A Simple Tip to Improve Your Relationships

There are numerous things we do that can sabotage virtually any chance of having healthy long-term relationships, romantic or otherwise. One of the most common and destructive ones often happens before we even meet the other person. 

We’ve all experienced moments when we notice someone for the first time and soon feel we want to get to know them better. It could be as a friend or possibly more. There is something that happens at this moment and it affects how we see and interact with that person from then on and we may not even realize it is happening.

If we are honest with ourselves, when we are emotionally drawn to someone, it’s usually because we notice something special about them and it excites us. It could have to do with their physical appearance, a skill or talent, confidence, presence, etc. Whatever those things are, they affect us. So what do we do in response?

Typically, the excitement and whatever positive feelings we experience in response to a person cause us to only see or at least highly focus on those specific aspects of the person. Perhaps the most stereotypical example would be a man who sees a stunning woman and instantly feels desire for her. That man then only really sees her as a desirable woman and may not even be able to perceive all the other wonderful qualities she has.

So often, the next step is for the object of one person’s desire, to become viewed as just that, an object. There is a dehumanization that occurs and the primary goal becomes figuring out how to get what they want (the other person). So often people pretend to be who they think the other person wants them to be, but then any relationship starts with deception and trust is much harder to build. 

This can happen between any two people, whether there is a romantic interest or not. It happens with celebrities and famous or powerful people of all types. When one person wants to have any type of relationship with another person simply because that person has or represents something they desire, the relationship is destined to be unfulfilling.

Another big thing that causes this type of dynamic to occur is when a person wants a relationship with someone because of how the other person makes them feel. This usually happens later, after some shared experiences occur. While people don’t like to admit this, if you are in a relationship with someone simply because you feel better about yourself or your life when you are with them, you are in an unhealthy, self-centered relationship. 

Of course, healthy relationships make you feel good and enhance your life, but for different reasons. Valuing someone for who they are is very different from valuing someone for how they make you feel about yourself. Simply stated, one is healthy, the other is definitely not. 

The best relationships are ones where people consider and treat each other as equals. The foundation is built on trust, mutual appreciation, and consciously working to create a relationship that is fulfilling for both people. Open and honest communication is of course critical as well.
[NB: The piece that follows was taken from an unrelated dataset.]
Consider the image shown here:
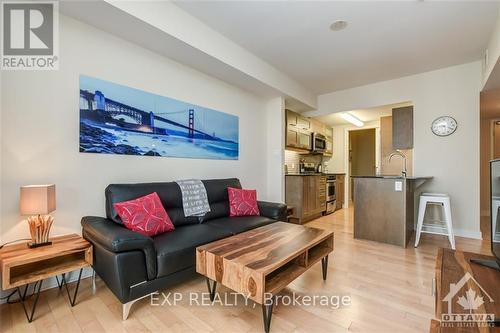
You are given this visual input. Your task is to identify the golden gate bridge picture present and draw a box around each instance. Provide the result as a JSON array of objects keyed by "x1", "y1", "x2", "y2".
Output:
[{"x1": 80, "y1": 75, "x2": 239, "y2": 160}]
Unfortunately, so many relationships still function from the dynamic of two people consciously or unconsciously agreeing to use each other to get their individual needs met. The relationship works as long as both people’s needs are being met, but once one person becomes unhappy or the initial excitement of the relationship fades, things soon begin to fall apart. 

So what then is a healthier alternative?

In my opinion, it’s rather simple, although can take some time and energy to put into practice. If I simplified things to a single word, it would be curiosity. 

The next time you are drawn to someone, stop and focus on your experience. Fully acknowledge your feelings and then see if you can figure out why you are feeling what you are feeling. Can you figure out what aspects of the other person are causing you to have such a positive reaction?

If so great, if not, that’s completely fine too. The important thing is to acknowledge your feelings and then put them to the side as much as possible, so they don’t cause you to fixate on whatever attracted you to that person in the first place.

The next step is to go to a place of curiosity and look to find what other positive qualities the person has. This also helps you be able to see negative qualities, which is very important too. We all have positive and negative qualities and the goal isn’t to only see the positive and ignore the negative ones.

That leads to putting the other person on a pedestal. I won’t go into this much in this article, but putting someone on a pedestal prevents healthy relationships from being possible. It creates relationship/power imbalances and makes it impossible to see the other person for who they really are. 

You will only see your idealized version of them, which most people don’t actually desire, at least not in a healthy relationship. In a deeply connected relationship, people want their positive and negative qualities to be seen and they desire to be accepted for all of who they are, not only for their positive qualities. Putting someone on a pedestal prevents this and many other healthy things from ever happening.

Stay as much as possible in a place of curiosity about the other person, as opposed to trying to be with or claim them for yourself. Being curious and really learning about the other person allows new relationships to begin more from a place of appreciation and less from a place of coveting the person or their qualities for yourself. 

In other words, avoid having an agenda when meeting new people, especially ones you are drawn to. Keep your mind as open as possible to seeing the other person exactly as they are. See and acknowledge as much as possible so you can make the best decision about whether or not you would be a good fit for each other and what type of relationship would be in each of your best interests. 

Of course, this is an ideal and no matter how much we try, our emotions will affect our judgment and how we are able to see others. In any case, making an effort to acknowledge our emotions and not completely give into them will help you begin and develop every relationship in a healthier way.